Sometimes I think about death and I feel like it's a lot of pointless work to get a 32 pack just so I have the chance to be destroyed by a woman mentally after destroying myself mentally...
Idk guys I try TRP suggestions and I feel even more useless because of how hard we have to work just to do something that nature intended us to do for free.
Before the Internet women were actually nice to me now every time they speak to me nice I know it's for a reason. I'm working really hard on my passion but have constant depression eating at me along with existential dread.
How can I muster up the energy to continue my passion and have the drive when everywhere I turn I learn more about how the world doesn't give a rats ass if I was here or not.
I start to do self improvement and all of my family makes fun of me say I'm too skinny when I still have some visible body fat? I feel like the ugliest decent looking dude ever... Because the red pill and blue pill are fighting so hard with eachother.
I want to go full MGTOW but I still want to experience relationships even though they may be fake. But I want the relationships to happen because I am who I am... Not because of some fucking frame I've been holding for years to fight the fear inside.
I've improved so so much in the passed 6 months but it feels useless. I feel worse than before.

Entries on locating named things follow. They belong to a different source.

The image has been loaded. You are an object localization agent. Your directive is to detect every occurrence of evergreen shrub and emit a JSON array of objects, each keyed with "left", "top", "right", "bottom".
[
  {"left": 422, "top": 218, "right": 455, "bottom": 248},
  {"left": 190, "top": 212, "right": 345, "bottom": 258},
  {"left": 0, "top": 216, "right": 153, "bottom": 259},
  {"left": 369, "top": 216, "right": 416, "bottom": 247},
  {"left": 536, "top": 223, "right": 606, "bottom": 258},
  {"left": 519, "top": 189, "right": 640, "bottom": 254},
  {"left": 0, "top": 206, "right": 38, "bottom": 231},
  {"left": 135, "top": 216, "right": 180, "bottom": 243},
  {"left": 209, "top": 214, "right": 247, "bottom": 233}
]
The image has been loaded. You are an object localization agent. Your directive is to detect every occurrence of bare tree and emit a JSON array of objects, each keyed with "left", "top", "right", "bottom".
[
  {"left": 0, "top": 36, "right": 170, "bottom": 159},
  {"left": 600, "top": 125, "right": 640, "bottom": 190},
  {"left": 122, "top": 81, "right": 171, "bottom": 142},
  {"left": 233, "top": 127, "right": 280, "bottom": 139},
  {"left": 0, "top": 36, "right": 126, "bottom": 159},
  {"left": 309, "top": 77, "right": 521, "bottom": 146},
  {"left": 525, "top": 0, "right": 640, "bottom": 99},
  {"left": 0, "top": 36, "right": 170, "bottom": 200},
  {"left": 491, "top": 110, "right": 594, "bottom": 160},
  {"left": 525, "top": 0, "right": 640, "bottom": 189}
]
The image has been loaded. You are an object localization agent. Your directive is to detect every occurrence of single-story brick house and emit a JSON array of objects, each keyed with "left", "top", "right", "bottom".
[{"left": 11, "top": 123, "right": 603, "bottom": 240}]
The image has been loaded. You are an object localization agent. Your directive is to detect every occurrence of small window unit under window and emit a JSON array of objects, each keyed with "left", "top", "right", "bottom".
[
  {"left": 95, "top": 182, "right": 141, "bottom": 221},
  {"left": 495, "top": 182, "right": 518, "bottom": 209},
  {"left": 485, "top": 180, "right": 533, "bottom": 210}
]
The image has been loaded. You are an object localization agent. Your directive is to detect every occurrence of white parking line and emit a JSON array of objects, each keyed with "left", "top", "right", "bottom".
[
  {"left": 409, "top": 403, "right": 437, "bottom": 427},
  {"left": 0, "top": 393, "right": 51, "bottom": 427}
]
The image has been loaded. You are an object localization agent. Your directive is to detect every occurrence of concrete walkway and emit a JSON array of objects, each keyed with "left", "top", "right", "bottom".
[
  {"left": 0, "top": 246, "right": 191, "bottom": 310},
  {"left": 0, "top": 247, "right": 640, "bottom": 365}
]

How do I muster up the strength? I had a really bad child hood with a blue pilled father and a narccistic mother who made me believe my father was evil. Them shoving candy and soda and video games down my face without ever telling me I needed to be better.
I got out of a 4 year relationship with a really bad emotional abuser. Same girl I was with when she was killed and revived in a car accident cheated and left me when I lost my job.
I was by her side for 2 months living in a fucking hospice...
Please guys direct me to some real knowledge. Not 'go lift bro' or 'how to emotionally manipulate people in 10 steps'. Some deep spiritual healing, conscious knowledge.
Am I a defective man? Is there hope for those who are so severely blue pilled?
I also don't want to push my dread on you guys because this is the only community I really cherish. I can be myself here, a little vulnerable. I have been with a decent number of women. Most of them 5s or less I'm not afraid to admit. My recent ex was a 7.